Tabouli, a Middle Eastern salad, creatively combines grains, leafy greens and finely chopped vegetables. It can be an ideal addition for picnics and cookouts. You can prepare the grains, the vegetables and the dressing ahead of time; store them separately in covered containers and refrigerate. When ready to use mix them and serve.
Bulger, a wheat product, is used in a more traditional tabouli. This gluten-free option is made with rice and quinoa.
1¼ cup water
½ cup basmati rice
½ cup white quinoa
½ teaspoon oil
½ teaspoon salt
6 tablespoons olive oil
6 tablespoons lemon juice or lime juice, freshly squeezed
½ teaspoon oregano dried or fresh and minced
½ teaspoons or to taste salt
Freshly ground black pepper to taste
A large bunch of (2 cups) parsley, chopped very finely after removing stems stems
½ to ¾ cup very finely chopped fresh mint, twigs removed
1 small bunch of scallion, very finely chopped, with some of the green tops (3/4 cup)
1 small cucumber, peeled and finely chopped in tiny cubes (1 cup)
½ red or green bell pepper (1/2 cup) seeded and finely chopped into tiny pieces
Both basmati rice and quinoa cook in 12 to 15 minutes, so they make a wonderful combination.
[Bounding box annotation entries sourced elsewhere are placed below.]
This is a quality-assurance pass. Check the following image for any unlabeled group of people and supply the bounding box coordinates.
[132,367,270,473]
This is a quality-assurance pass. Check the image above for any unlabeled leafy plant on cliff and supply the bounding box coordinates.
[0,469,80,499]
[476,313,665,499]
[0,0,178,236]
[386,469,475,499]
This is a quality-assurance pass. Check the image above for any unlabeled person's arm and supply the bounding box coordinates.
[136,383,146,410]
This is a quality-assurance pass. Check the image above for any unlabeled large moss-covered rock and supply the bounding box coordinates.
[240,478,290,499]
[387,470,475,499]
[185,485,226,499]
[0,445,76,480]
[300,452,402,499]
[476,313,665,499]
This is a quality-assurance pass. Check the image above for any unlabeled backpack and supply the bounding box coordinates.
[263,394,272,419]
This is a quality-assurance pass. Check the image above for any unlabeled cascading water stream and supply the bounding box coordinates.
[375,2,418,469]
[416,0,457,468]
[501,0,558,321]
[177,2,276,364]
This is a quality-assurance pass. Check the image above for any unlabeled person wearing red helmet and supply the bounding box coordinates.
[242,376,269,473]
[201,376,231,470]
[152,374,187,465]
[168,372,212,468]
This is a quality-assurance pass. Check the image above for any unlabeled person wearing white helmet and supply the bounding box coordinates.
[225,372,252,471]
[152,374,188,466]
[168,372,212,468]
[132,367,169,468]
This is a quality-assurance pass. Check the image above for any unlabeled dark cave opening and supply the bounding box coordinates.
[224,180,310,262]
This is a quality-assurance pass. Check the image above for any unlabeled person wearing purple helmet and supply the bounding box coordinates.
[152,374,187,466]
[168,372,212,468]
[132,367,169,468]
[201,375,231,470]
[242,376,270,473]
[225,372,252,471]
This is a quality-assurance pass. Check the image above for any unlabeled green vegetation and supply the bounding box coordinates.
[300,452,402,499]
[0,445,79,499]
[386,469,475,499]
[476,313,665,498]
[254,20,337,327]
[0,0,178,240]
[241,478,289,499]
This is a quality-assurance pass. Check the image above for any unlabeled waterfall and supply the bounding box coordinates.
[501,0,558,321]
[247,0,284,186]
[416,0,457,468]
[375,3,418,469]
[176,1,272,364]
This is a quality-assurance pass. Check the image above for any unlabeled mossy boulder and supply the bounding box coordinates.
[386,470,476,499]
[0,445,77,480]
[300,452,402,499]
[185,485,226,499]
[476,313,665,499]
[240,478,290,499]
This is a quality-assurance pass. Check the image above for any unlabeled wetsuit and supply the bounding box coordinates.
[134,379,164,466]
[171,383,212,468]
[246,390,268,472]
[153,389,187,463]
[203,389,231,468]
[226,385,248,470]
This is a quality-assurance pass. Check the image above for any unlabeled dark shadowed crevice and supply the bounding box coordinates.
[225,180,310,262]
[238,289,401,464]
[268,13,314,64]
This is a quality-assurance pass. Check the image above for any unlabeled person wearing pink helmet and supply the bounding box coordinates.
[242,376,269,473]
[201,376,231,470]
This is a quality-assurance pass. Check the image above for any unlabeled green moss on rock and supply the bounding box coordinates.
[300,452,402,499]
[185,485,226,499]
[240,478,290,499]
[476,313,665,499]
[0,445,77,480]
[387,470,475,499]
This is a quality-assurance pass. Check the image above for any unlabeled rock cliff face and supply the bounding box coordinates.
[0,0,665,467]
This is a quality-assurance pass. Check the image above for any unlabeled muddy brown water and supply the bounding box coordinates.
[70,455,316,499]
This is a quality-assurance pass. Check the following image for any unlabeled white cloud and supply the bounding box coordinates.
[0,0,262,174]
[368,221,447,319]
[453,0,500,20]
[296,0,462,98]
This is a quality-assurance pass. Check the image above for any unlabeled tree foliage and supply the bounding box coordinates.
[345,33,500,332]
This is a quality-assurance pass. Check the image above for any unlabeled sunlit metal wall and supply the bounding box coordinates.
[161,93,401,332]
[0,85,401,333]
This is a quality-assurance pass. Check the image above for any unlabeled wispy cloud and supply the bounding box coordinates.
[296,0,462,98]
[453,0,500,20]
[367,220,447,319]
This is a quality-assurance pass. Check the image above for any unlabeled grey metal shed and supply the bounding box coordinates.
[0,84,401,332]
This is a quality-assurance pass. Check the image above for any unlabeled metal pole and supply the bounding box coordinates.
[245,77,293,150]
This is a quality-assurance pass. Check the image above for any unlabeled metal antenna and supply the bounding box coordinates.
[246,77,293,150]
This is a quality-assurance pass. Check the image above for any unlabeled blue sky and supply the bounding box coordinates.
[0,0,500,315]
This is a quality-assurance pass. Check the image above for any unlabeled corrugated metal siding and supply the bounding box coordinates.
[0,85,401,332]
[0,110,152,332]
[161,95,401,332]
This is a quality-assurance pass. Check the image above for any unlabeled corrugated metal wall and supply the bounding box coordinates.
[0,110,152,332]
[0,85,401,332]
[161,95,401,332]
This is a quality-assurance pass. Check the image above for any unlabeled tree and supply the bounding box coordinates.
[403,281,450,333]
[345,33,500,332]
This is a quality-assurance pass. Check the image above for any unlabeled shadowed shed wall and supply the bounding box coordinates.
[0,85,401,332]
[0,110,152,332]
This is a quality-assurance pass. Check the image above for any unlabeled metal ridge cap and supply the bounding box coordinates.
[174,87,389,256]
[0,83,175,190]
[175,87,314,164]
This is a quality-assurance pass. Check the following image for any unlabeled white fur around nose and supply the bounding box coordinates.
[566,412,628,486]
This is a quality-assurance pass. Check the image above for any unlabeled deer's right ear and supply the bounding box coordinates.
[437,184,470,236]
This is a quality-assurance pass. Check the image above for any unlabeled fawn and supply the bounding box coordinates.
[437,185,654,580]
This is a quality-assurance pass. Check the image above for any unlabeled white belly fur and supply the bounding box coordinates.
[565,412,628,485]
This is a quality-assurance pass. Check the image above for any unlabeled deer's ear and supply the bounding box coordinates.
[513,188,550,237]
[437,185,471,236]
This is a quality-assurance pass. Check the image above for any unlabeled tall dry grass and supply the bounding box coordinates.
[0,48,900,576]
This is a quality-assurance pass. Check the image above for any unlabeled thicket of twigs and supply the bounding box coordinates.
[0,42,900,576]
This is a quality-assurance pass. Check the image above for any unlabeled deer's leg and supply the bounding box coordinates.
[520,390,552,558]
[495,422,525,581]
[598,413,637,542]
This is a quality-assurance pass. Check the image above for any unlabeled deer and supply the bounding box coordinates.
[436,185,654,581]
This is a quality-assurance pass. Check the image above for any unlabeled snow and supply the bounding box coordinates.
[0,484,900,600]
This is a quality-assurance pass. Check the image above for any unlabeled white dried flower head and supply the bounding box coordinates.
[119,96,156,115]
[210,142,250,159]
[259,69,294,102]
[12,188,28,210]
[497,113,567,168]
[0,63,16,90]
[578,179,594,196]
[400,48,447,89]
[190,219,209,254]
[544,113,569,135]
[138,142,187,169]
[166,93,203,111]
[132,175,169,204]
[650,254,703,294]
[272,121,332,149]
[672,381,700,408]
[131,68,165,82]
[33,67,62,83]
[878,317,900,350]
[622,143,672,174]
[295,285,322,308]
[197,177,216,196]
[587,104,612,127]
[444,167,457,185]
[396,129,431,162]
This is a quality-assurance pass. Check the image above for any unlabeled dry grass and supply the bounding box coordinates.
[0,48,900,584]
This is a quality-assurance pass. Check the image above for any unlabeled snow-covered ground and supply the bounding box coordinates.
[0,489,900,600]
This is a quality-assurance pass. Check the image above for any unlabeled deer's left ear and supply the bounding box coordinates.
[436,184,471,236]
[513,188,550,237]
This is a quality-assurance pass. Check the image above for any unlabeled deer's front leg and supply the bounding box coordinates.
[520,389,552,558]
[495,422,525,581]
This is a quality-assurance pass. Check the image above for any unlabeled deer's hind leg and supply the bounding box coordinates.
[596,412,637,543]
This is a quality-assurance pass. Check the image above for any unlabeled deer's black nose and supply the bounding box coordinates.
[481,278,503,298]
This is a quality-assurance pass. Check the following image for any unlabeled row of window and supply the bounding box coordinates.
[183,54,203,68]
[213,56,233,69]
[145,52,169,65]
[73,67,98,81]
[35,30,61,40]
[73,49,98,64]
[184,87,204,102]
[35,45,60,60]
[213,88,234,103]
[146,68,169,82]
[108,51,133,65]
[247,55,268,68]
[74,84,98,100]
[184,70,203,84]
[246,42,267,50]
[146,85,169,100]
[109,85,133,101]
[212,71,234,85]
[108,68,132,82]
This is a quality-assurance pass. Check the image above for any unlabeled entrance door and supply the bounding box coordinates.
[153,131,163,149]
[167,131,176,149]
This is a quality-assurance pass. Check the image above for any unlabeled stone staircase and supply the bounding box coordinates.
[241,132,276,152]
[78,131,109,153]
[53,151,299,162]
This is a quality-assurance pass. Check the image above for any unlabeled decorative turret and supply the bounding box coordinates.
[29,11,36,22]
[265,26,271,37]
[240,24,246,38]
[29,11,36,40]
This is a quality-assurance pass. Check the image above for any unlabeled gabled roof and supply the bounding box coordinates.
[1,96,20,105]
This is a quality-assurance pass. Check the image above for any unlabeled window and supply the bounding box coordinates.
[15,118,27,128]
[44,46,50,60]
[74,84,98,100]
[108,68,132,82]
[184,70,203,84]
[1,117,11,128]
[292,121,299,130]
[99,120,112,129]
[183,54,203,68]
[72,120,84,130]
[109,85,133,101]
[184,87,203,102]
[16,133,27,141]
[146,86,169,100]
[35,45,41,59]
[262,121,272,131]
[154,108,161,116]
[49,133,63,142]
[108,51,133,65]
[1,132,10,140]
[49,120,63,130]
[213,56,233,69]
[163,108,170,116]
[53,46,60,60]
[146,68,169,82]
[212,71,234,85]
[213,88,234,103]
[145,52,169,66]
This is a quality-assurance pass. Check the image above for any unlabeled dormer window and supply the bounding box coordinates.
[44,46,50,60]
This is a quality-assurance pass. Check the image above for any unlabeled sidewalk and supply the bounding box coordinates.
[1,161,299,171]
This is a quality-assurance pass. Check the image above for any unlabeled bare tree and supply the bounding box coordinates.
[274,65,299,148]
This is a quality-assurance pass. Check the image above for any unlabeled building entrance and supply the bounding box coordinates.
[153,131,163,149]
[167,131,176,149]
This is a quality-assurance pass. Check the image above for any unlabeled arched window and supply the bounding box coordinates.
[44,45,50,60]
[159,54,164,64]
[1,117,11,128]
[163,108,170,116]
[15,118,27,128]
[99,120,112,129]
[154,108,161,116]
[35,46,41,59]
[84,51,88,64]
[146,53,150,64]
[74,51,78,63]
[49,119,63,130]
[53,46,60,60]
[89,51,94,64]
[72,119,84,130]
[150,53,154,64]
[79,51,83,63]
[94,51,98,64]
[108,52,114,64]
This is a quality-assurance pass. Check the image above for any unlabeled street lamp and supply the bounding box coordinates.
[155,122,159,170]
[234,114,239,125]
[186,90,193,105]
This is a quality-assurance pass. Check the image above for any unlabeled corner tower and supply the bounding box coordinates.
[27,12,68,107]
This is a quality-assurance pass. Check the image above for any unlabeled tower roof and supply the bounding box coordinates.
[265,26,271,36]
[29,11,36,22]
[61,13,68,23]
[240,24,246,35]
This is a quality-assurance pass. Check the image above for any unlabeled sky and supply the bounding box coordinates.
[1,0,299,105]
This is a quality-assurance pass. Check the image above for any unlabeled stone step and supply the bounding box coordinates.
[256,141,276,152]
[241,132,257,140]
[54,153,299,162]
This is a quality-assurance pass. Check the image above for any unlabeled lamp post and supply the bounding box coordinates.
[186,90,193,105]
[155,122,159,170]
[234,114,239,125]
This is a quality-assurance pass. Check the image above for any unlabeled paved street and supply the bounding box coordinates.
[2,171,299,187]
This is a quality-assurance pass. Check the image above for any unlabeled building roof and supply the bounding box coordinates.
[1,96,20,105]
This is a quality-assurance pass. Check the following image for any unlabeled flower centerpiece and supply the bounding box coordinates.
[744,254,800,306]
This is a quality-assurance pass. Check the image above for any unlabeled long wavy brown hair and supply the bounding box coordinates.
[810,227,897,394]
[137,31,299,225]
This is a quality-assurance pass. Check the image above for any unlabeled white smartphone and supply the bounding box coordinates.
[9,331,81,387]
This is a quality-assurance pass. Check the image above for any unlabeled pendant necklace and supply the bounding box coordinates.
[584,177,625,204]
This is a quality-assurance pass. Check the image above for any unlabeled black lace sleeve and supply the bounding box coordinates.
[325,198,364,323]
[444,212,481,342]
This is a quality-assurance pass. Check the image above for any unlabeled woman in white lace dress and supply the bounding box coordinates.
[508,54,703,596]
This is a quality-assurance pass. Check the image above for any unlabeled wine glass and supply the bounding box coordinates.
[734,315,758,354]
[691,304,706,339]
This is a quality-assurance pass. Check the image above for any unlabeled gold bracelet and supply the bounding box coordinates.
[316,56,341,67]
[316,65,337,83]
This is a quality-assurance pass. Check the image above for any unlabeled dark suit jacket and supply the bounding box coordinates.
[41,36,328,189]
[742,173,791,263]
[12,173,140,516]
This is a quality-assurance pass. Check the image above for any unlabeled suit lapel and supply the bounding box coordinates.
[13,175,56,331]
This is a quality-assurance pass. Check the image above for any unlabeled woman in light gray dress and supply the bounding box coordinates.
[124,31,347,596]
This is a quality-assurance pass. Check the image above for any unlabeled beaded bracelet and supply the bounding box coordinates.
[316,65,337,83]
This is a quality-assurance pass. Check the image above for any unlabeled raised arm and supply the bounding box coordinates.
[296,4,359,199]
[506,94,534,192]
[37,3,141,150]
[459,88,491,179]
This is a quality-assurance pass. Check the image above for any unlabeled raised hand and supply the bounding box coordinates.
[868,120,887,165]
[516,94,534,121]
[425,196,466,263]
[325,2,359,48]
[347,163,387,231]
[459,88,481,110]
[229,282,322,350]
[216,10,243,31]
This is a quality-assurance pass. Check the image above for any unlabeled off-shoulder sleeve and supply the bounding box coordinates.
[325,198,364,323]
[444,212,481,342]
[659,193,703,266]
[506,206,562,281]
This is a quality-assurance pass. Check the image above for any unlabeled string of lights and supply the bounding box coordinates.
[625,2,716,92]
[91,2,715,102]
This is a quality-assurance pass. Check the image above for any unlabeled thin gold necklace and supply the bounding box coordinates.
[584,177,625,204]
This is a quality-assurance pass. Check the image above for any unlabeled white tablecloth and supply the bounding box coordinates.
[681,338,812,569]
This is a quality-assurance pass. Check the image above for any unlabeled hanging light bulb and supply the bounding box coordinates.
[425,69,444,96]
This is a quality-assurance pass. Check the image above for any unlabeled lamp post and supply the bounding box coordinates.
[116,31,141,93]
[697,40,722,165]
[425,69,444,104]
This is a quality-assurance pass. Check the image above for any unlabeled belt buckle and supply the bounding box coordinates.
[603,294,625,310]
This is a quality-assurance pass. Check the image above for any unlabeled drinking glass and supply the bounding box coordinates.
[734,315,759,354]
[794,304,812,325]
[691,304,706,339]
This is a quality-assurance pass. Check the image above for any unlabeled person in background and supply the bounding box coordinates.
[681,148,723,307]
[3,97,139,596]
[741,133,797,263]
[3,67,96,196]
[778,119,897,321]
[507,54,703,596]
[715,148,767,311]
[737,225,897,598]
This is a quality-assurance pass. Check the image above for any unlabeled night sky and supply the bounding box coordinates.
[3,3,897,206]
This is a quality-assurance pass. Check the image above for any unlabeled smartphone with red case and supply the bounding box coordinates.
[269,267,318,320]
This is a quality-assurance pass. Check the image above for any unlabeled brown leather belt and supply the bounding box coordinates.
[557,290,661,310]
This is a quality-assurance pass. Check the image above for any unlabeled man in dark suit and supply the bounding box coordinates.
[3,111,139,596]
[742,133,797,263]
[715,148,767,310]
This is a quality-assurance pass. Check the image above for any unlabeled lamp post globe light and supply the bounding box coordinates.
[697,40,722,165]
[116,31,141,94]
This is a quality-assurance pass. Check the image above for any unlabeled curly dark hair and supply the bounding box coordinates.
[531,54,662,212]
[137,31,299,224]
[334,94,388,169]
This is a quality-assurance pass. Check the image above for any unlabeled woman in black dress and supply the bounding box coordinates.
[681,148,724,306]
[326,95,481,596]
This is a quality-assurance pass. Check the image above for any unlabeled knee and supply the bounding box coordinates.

First cook the grains. Wash and drain both grains thoroughly. Bring the water to boil in a saucepan. Add the grains, oil and salt. Stir the mixture gently and bring it to a boil. Next, cover the pan and allow the grains to simmer gently for about 12 minutes or until all the water is absorbed. Keep the cooked grains covered for a few minutes.
You will only need ½ to ¾ cup of cooked grains, as the main color and flavor of tabouli should remain leafy and green. (Left over grains can be refrigerated to be used in the future). Spread out ¾ cup of cooked grain onto a platter to cool.
Place the dressing ingredients in a bowl and mix them well. Set the dressing aside.
Next, prepare the vegetables as described in the list of list and combine them in a mixing bowl. Add the cooked grains as needed (upto ¾ cup) to ensure that the final product looks mostly green. Add the desired amount of dressing to tabouli until it is moist and shiny; do not drench. Refrigerate any remaining dressing for future use.
Variation: To make a more traditional tabouli recipe, soak ½ cup bulgur (cracked wheat) in a cup of hot water for half hour. (Bulger is a pre- cooked product, so you do not have to cook it.) Drain and press the bulgur in your fist (or use a cheese cloth) to remove water completely. Follow rest of the instruction above to mix the grain with other ingredients.